Kendrick Lamar levou as ruas do gueto dos Estados Unidos ao campo de futebol americano. Em uma exaltação à cultura do rap da costa oeste, o rapper foi a atração do intervalo do Super Bowl, a final do futebol americano, e entoou seus versos no estádio de New Orleans na noite deste domingo (9) —inclusive aqueles do hit “Not Like Us”, o mais aguardado do setlist, e que poderia ter ficado de fora por ser parte de uma briga com Drake.
Na apresentação, que durou cerca de 15 minutos, Lamar cantou seus principais sucessos ao lado de canções de seu álbum mais recente, “GNX”. Além de uma participação de SZA, a performance foi embalada por intervenções do ator Samuel L. Jackson, com as vestes de Tio Sam.
O cantor de 37 anos iniciou com “Bodies”, cantando sobre o capô de um Buick GNX —o mesmo modelo que vemos na capa do álbum—, enquanto era cercado por dançarinos com macacões vermelhos, brancos e azuis. As cores, as mesmas da bandeira americana, se destacavam no palco sóbrio, que na visão aérea parecia um jogo da velha de vidro e neon. Em uma coreografia que unia uma marchar militar e gestos de revolta, o grupo reproduziu a flâmula nacional ao som de “Humble”.
A apresentação gerou grande expectativa desde o anúncio de Lamar como atração, levantando questionamentos sobre qual seria o tom do show. Conhecido por letras que expressam consciência política em narrativas intensas, o rapper se consolidou como um dos grandes expoentes do gênero. Na última edição do Grammy, levou cinco prêmios, incluindo canção e gravação do ano justamente por “Not Like Us”.
O rapper aproveitou a expectativa pelo hit polêmico para brincar com o público, conforme o próprio coro de backing vocals e dançarinos o provocavam, cantando “você vai mesmo fazer isso?” Ao que ele respondia: “Eu quero tocar a música favorita deles, mas vocês sabem que eles adoram processar.”

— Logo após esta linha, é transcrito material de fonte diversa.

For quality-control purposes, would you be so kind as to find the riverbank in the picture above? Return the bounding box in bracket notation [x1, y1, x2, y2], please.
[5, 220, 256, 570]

A letra é sensível —a certa altura, Lamar acusa o rapper canadense Drake de pedofilia. “Not Like Us” surgiu como uma “diss track” em resposta a Drake, numa batalha de rimas que se estendeu por todo 2024.
O Super Bowl é o evento de maior audiência da televisão americana e costuma ser visto por muitas famílias, o que gerou especulações sobre um possível veto da NFL, a Liga Nacional de Futebol Americano, à música.
Lamar, no entanto, conseguiu transformar esse momento em algo maior que sua rivalidade com Drake, exaltando o rap das ruas. Quando Samuel L. Jackson pediu que ele fizesse algo “mais gueto”, o rapper se deslocou para um cenário que reproduzia uma avenida, com postes e luzes piscando no meio do campo, enquanto cantava “Euphoria” e “DNA” —faixa que faz parte do disco “Damn” e com a qual se tornou o primeiro da história a vencer um prêmio Pulitzer.
Mas o centro de sua apresentação foi seu último álbum, que inclui as canções “Man at the Garden” e “Peekaboo”.
Nos últimos anos, o Super Bowl tem se aberto cada vez mais ao hip hop e ao R&B, em uma parceria entre a NFL e a Roc Nation, empresa de entretenimento fundada por Jay-Z. A mudança ficou evidente na edição de 2023, que reuniu grandes nomes do gênero, como Snoop Dogg, Dr. Dre, Eminem e Mary J. Blige. Em 2024, foi a vez de Usher e Alicia Keys.
Kendrick Lamar trouxe uma fusão dos dois estilos para o palco, especialmente com a participação de SZA em um momento mais suave da apresentação. Juntos, eles cantaram sua colaboração mais recente, “Luther”, além de “All The Stars”, trilha sonora do filme “Pantera Negra”, que animou o público.
“Not Like Us”, o ápice, claro, ficou para o final. Lamar caminhou pela rua cenográfica, iluminada por luzes piscantes, e entregou uma versão mais sutil da música, suavizando trechos da letra. A surpresa da noite foi a participação da tenista Serena Williams, ex-namorada de Drake, adicionando mais camadas de significado à apresentação.
O espetáculo fechou com “TV Off”, quando Lamar fingiu desligar a televisão, como se, enfim, ele apitasse o final do seu próprio jogo.